Sylvia knew better than to try to persuade Dani when she was in this kind of mood. “Cooper, if you took him in, what happened?”

“The sheriff ordered his release a few hours later. We don’t have anything to tie him to Dani’s boat.”

“I’ll show you the pictures,” Dani muttered.

“You didn’t even take the pictures you think incriminate him,” Cooper said, “and happening on somebody out in the woods is hardly the same as catching him at the scene of the crime.”

“Did you even question him?”

“We didn’t get much out of him before he played the ‘I want a lawyer’ card.” Cooper gave a sly smile. “But we got his fingerprints.”

Dani elbowed him. “Don’t give me false hope.”

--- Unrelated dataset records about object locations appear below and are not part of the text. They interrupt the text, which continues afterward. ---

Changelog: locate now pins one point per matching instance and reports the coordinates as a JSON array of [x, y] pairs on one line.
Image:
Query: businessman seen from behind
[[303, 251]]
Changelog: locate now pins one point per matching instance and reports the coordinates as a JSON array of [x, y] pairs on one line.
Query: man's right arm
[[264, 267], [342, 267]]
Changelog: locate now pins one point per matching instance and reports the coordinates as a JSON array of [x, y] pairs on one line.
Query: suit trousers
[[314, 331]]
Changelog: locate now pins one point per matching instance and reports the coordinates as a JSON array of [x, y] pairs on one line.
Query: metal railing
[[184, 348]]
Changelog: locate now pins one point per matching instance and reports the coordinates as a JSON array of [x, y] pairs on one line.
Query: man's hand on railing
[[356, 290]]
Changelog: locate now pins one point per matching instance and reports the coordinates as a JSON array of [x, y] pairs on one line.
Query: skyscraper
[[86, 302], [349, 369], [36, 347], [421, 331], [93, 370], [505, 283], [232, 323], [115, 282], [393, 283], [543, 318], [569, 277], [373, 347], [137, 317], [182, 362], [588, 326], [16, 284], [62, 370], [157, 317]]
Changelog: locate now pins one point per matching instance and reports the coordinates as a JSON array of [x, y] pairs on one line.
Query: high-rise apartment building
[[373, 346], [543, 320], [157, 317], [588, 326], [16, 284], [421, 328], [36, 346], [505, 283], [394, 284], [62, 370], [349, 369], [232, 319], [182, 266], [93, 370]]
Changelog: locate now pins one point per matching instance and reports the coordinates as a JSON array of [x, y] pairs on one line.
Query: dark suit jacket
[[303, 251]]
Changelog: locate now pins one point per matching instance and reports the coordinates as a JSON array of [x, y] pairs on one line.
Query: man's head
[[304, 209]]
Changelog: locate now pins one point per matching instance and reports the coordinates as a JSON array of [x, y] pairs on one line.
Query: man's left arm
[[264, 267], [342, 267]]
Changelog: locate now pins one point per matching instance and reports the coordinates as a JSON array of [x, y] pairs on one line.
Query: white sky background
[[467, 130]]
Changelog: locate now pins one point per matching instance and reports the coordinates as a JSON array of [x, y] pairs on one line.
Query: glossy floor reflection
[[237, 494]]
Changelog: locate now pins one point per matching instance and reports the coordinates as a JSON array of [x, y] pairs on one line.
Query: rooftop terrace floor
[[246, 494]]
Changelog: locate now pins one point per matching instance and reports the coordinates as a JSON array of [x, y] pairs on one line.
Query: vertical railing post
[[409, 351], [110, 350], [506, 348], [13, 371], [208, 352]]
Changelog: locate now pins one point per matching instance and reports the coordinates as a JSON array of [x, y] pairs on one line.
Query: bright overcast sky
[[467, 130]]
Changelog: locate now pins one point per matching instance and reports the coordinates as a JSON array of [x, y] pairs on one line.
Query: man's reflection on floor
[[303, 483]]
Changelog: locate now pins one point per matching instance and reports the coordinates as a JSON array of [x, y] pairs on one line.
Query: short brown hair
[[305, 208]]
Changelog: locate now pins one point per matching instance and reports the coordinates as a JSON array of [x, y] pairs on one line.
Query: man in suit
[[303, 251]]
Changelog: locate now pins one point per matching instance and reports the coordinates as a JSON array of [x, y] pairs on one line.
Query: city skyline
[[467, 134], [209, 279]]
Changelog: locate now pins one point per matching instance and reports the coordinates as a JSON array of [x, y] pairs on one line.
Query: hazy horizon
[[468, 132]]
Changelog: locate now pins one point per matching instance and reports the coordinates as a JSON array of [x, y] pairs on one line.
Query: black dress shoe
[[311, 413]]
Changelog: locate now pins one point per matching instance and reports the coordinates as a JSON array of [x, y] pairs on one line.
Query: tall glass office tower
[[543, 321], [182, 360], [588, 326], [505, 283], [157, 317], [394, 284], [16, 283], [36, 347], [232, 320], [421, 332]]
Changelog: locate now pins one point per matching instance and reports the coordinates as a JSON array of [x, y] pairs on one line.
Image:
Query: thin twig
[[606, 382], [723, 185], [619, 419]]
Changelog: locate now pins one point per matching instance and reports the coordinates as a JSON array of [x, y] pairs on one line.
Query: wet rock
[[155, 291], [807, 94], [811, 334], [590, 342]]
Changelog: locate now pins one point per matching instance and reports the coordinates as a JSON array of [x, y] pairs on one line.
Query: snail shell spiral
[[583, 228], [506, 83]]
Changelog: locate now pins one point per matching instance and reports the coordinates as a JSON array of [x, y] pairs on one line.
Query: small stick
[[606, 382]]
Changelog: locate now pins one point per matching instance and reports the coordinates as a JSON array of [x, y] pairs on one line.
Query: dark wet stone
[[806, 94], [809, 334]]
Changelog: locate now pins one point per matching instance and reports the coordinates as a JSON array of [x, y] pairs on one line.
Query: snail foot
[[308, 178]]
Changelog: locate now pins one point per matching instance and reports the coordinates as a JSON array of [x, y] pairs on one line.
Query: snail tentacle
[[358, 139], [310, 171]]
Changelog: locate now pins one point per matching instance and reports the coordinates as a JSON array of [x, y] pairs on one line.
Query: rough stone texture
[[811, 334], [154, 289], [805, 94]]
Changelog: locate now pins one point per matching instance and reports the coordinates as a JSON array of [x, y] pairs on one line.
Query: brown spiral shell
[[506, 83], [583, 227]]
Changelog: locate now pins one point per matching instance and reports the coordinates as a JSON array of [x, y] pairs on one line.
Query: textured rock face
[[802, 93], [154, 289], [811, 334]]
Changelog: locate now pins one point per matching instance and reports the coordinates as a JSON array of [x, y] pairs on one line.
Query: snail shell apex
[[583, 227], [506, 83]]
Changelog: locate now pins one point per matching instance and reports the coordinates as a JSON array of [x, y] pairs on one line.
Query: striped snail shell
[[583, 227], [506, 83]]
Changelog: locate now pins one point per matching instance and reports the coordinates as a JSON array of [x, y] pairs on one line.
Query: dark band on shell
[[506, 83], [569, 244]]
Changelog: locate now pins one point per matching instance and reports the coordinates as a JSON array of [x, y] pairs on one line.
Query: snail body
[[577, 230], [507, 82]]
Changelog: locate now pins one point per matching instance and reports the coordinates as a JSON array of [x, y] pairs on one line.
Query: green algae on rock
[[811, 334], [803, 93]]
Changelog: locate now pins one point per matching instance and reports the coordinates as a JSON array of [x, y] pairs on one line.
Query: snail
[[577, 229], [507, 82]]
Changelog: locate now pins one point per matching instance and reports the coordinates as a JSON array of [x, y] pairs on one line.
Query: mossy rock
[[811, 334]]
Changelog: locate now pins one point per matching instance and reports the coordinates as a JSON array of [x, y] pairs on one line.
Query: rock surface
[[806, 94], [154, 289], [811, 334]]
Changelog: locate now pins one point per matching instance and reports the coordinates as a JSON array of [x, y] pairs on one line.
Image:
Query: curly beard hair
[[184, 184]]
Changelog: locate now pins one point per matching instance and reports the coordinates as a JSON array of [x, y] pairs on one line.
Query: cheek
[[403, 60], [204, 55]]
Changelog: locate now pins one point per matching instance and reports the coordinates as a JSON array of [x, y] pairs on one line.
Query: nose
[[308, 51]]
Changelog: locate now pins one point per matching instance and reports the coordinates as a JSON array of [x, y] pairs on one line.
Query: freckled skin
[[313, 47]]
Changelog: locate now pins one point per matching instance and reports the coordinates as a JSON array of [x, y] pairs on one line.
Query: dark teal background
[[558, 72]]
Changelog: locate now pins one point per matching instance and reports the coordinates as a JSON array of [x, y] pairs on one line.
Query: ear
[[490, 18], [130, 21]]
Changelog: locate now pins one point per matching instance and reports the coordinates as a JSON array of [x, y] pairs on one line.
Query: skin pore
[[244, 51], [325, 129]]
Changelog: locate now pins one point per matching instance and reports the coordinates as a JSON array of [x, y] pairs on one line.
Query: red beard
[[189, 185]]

“We can at least see if he has a record, or if he matches any of the prints we’ve taken.”

Sylvia inhaled slowly. “You mean in my shop?”

Cooper nodded.

“And Quinn’s car?”

He nodded again.

Sylvia wasn’t sure if she hoped the prints would match any in Quinn’s car or not. Fingerprints belonging to somebody with a record might point to foul play. While Sylvia couldn’t imagine why Quinn would decide to pick up and go to St. Louis after not leaving the county for more than thirty years, she preferred that mystery to the possibility that someone meant him harm.

“You know you can’t get prints from my boat,” Dani said. “What are you going to do about that?”

“One step at a time,” Cooper answered.

“What motive would tie everything together?” Sylvia asked. She could understand the thefts, but putting Dani’s life in danger was a different sort of crime, a fiercer vandalism even than the unbridled destruction in Sylvia’s store.

“We’re working on that,” Cooper said, “but sometimes people like to see what they can get away with. I doubt Dani was supposed to figure out it wasn’t an ordinary leak in an old rowboat.”